According to equitablegrowth.org, in today's America we find that "…the wealthiest 1 percent of families in the United States holding about 40 percent of all wealth and the bottom 90 percent of families holding less than one-quarter of all wealth." This is especially problematic because the unemployment rate as measured by the United States, is at 50-year lows, of which, normally a very low unemployment rate, would have a tendency to be inflationary, because it would typically necessitate the increasing of wages because of the competition for that labor, but this has not occurred; so that, in actuality, the income gains for those that are in the bottom 90 percent of household income, are marginable, at best, and are falling further and further behind those at the top.
When the lion's share of wealth and income are held in the hands of the very few, this thus necessitates in order for the economy to grow at all, that those that are lacking in income and household wealth, are required to avail themselves of the necessity to borrow money through all the conventional means at hand, in order to get access to the household goods so desired, such as housing, vehicles, food, entertainment, and for those that are in the educational phase of their life, education. In order to borrow money, the credit worthiness of those that are borrowing is determined, and from there loans are structured in a manner in which an appropriate interest rate is charged.
The main difficulty that people that are borrowing money have is that when their income is already stretched in order to stay current on the bills that they have to address each and every month, in which, additionally they are responsible for paying interest and/or fees on those monies so borrowed, is that the debt that they have to deal with, seemingly places them into a position in which, though it may be current, it is susceptible to becoming delinquent, if something untoward happens, or simply because their monetary budget never allows them to ever get ahead of the curve.
That is to say, often those that borrow money, borrow that money under the hope that their income will grow so as to accommodate any interest payments or fees so generated from the borrowing of that money; but when their income growth is actually consistently less than expected, and therefore less than the interest payments or fees that they have incurred, then sooner or later, the debt bubble that has been created is going to burst.

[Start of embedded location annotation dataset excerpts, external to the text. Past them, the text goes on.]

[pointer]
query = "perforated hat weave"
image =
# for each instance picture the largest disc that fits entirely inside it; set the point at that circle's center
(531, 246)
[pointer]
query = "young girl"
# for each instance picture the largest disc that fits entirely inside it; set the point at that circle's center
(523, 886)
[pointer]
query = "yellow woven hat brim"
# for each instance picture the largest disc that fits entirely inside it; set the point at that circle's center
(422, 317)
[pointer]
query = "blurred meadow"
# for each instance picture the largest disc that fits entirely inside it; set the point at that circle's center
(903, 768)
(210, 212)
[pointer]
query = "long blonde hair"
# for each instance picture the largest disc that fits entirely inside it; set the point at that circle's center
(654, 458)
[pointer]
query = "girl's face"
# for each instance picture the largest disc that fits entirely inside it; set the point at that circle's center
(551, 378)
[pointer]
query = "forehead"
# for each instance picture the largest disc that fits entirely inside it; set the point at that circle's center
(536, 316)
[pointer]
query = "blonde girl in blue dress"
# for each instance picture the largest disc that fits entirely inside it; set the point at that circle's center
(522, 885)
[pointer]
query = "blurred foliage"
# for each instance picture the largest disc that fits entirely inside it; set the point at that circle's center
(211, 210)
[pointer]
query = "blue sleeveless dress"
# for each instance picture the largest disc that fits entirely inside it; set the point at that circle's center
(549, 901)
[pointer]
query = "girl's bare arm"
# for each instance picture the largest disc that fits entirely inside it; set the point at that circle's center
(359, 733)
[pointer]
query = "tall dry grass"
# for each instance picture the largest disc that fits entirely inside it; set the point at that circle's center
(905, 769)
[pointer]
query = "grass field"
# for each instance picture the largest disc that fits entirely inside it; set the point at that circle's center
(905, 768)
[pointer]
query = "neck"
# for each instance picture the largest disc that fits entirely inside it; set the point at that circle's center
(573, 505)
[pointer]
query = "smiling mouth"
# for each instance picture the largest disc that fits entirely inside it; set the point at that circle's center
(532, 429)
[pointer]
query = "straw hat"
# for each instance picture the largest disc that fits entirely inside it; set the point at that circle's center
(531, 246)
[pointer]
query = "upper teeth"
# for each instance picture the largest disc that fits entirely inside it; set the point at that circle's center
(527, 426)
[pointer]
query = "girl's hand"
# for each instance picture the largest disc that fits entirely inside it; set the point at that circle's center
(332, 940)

The bursting of debt bubbles isn't good for either the lender or the borrower, because the lender may or may not have secured the money so lent, with enough collateral to recover from the borrower enough in assets to thereby be made whole. So then, in those cases, in which there is little or nothing to recover, the lender of that money has fundamentally lost that money, and though such a lender, may thereupon restructure such loans so as to present the façade that those loans are still good, they essentially are not. This thus means, that when there are millions upon millions of borrowers, that simply are not ever going to be able to pay back their loans in whole, and the underlying asset to that loan is significantly below the value of those loans, than financial institutions, even those of long standing, are vulnerable to collapse, and such a collapse, done on a large enough scale, can bring the entire financial edifice down.